Powered By Blogger

M R K

Sunday, June 21, 2009

Imran Khan Politic


My generation grew up at a time when colonial hang-up was at its peak. Our older generation had been slaves and had a huge inferiority complex of the British. The school I went to was similar to all elite schools in Pakistan . Despite gaining independent, they were, and still are, producing replicas of public schoolboys rather than Pakistanis.

I read Shakespeare, which was fine, but no Allama Iqbal – the national poet of Pakistan . The class on Islamic studies was not taken seriously, and when I left school I was considered among the elite of the country because I could speak English and wore Western clothes.

Despite periodically shouting ‘Pakistan Zindabad’ in school functions, I considered my own culture backward and religion outdated. Among our group if any one talked about religion, prayed or kept a beard he was immediately branded a Mullah.

Because of the power of the Western media, our heroes were Western movie stars or pop stars. When I went to Oxford already burdened with this hang up, things didn’t get any easier. At Oxford , not just Islam, but all religions were considered anachronism. Science had replaced religion and if something couldn’t be logically proved it did not exist.
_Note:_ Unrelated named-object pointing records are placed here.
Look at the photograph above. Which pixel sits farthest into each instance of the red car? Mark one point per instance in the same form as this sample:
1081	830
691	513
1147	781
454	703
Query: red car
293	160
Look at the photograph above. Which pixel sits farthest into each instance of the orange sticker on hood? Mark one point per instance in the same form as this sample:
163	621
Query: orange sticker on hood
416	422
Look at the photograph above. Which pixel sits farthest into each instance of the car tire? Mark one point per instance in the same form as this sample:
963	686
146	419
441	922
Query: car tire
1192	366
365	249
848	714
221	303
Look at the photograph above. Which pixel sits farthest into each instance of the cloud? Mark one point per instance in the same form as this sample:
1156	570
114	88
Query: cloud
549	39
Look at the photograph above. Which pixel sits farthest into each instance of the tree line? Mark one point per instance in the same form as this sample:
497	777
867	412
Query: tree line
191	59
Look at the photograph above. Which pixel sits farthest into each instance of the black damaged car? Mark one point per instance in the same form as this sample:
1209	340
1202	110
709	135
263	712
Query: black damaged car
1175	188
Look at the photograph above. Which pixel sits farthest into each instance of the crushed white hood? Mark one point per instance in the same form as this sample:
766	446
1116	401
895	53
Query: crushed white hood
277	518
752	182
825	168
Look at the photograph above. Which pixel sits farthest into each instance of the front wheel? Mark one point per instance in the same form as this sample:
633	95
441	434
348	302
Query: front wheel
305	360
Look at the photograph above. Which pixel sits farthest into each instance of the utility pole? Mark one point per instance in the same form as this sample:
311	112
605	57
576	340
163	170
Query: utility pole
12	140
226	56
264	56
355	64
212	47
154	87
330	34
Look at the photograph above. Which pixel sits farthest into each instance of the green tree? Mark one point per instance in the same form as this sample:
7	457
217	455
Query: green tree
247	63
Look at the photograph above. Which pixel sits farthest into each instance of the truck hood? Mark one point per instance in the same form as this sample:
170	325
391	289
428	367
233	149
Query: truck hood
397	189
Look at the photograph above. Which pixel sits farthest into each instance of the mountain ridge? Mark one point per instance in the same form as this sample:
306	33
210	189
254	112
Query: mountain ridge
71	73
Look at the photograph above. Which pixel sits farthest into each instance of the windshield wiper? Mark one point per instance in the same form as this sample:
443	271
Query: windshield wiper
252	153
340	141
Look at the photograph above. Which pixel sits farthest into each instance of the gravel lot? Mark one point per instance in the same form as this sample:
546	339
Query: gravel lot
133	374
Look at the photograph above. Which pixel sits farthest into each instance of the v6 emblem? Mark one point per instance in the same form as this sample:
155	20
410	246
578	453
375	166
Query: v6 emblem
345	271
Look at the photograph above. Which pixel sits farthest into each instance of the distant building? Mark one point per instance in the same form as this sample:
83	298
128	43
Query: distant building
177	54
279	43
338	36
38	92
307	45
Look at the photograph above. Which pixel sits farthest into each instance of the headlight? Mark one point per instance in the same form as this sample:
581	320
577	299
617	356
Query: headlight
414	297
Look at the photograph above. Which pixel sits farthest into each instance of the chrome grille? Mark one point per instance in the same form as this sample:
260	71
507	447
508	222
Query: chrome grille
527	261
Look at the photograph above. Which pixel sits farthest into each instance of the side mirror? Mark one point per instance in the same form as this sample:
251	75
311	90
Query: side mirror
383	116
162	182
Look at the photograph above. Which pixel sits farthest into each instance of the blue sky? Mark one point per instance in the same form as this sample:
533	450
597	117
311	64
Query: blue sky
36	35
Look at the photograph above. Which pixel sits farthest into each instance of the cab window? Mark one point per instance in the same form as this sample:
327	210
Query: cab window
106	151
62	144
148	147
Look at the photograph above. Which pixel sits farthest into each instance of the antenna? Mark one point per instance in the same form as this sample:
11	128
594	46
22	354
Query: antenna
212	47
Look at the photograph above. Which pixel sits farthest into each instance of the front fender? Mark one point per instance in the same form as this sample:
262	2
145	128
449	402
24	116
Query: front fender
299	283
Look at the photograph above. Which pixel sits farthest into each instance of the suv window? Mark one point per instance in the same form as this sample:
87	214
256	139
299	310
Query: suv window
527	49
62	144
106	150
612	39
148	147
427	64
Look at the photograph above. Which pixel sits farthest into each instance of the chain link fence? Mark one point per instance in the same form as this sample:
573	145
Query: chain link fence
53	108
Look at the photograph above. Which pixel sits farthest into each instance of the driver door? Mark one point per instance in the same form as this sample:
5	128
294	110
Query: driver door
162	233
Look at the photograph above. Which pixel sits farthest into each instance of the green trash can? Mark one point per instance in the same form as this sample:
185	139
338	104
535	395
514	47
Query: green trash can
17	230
All supernatural stuff was confined to the movies.

Philosophers like Darwin , who with his half-baked theory of evolution had supposedly disproved the creation of men and hence religion, were read and revered. Moreover, European history reflected its awful experience with religion. The horrors committed by the Christian clergy during the Inquisition era had left a powerful impact on the Western mind.

To understand why the West is so keen on secularism, one should go to places like Cordoba in Spain and see the torture apparatus used during the Spanish Inquisition. Also the persecution of scientists as heretics by the clergy had convinced the Europeans that all religions are regressive.